Foto (Dok. Antara Foto/Indrianto Eko Suwarso/wsj)

KBRN, Jakarta: Akhirnya, hari ini kebijakan ganjil-genap diberlalukan kembali dengan penindakan, setelah diujicoba sosialisasi sejak tanggal 3 Agustus pekan lalu.

Dirlantas Polda Metro Jaya, Komisaris Besar Polisi Sambodo Purnomo menegaskan, bahwa penindakan akan dilakukan bagi pengguna kendaraan bermotor yang melanggar aturan ganjil genap.

Ini sebenarnya hanya kebijakan Pemda DKI yang Jakarta oriented saja, tanpa memperhitungkan dampak dari kebijakan tersebut di saat pandemik COVID-19.

Lebih mengkhawatirkan lagi, Kepala Dinas Perhubungan DKI Jakarta, Syafrin Liputo mewacanakan ganjil-genap seharian penuh, tidak seperti sekarang yang hanya berlaku pagi dan sore hingga malam.

Alasannya sekali lagi untuk kepentingan Jakarta sendiri, yakni membatasi pergerakan orang di Jakarta. Bagi Pemda DKI, ini memang menguntungkan, sedangkan bagi pemerintah di Jabodetabek harus siap siap menerima risiko.

Para pegawai di Jakarta, banyak yang tinggal di Tanggerang, Tanggerang Selatan, Bekasi, Depok, Bogor dan sekitarnya. Sebelum COVID-19, walau berdesakan dan padat mereka memang memanfaatkan angkutan umum utamanya Kereta Commuter.

Dulu berdesakan tanpa risiko tertular COVID-19, namun di saat pandemik, dengan adanya ganjil-genap ini, maka kereta commuter menjadi semakin padat dan berisiko saling menularkan virus corona.

Harusnya ada ruang lebih leluasa bagi warga pelaju beraktifitas di Ibukota, tanpa larangan ganjil-genap. Sangat riskan dan sangat mengkhawatirkan.
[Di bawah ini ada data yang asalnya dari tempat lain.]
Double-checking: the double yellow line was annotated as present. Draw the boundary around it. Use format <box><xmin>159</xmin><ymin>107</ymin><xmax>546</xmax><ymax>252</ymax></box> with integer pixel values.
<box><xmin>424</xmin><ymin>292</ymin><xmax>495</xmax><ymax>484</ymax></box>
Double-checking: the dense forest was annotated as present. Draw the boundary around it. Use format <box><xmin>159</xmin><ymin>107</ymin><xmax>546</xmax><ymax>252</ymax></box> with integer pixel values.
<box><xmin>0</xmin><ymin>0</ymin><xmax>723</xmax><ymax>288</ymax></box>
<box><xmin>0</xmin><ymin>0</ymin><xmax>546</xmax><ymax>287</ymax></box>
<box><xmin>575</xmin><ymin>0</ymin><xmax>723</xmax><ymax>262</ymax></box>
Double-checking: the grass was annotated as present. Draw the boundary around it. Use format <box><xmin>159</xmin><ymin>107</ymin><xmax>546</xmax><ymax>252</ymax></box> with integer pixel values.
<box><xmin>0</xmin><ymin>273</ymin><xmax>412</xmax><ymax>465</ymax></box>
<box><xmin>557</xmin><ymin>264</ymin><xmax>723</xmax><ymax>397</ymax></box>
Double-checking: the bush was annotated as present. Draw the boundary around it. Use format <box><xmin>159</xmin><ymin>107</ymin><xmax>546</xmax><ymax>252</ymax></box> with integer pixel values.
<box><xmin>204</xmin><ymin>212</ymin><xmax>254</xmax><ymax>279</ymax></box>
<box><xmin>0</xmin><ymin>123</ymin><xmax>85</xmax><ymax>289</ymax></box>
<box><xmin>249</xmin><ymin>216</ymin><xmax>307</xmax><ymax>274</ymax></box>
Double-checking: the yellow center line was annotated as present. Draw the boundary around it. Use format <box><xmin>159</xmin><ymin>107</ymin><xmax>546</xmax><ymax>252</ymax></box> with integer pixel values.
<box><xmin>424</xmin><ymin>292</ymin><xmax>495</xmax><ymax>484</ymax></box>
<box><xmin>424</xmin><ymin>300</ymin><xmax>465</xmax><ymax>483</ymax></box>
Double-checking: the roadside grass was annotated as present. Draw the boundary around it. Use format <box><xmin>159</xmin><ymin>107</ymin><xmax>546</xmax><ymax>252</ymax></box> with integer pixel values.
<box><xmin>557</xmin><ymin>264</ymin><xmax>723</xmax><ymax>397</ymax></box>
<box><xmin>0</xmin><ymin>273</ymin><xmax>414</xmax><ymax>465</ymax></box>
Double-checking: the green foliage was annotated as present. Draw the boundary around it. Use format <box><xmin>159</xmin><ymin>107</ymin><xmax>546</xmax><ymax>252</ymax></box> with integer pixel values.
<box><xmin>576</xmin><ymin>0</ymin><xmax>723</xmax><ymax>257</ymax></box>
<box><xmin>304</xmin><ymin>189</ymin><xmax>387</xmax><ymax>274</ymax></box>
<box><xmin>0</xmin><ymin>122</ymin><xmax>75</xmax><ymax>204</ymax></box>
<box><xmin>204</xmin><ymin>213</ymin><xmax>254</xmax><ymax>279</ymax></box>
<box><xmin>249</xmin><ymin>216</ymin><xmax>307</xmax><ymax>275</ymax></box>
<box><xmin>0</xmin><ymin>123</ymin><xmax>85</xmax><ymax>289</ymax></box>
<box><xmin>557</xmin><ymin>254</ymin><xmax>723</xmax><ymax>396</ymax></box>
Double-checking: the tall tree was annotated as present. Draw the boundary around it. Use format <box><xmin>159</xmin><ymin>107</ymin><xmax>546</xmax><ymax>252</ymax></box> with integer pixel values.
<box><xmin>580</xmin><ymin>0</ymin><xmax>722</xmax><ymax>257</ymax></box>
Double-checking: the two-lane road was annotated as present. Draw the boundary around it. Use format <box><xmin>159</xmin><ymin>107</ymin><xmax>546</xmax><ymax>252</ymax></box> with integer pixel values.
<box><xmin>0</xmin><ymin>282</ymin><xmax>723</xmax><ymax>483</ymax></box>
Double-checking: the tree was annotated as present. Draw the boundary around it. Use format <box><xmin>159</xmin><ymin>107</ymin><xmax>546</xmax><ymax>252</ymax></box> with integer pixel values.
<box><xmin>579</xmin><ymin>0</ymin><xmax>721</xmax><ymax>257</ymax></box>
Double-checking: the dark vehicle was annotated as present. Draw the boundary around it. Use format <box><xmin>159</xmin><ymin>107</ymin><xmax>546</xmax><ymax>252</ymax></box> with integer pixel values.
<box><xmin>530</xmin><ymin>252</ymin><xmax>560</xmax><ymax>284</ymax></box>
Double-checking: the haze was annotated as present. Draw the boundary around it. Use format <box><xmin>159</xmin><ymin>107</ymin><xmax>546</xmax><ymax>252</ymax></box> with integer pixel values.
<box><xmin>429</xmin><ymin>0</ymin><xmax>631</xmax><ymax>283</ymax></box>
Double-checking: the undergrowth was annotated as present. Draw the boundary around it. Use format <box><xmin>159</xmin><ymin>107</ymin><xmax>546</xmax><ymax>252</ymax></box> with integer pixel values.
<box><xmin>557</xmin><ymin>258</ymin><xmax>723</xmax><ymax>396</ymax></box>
Ketika pemda di kawasan Jabodetabek menyediakan dukungan bus bantuan pun, tetap tidak mampu mengatasi kepadatan commuter line.

Seandianya ke depan sampai terjadi kasus tertular COVID-19 dari para pelaju yang menggunakan comuter line meningkat, maka publik harus menggunakan hak-hak hukumnya akibat kebijakan ini.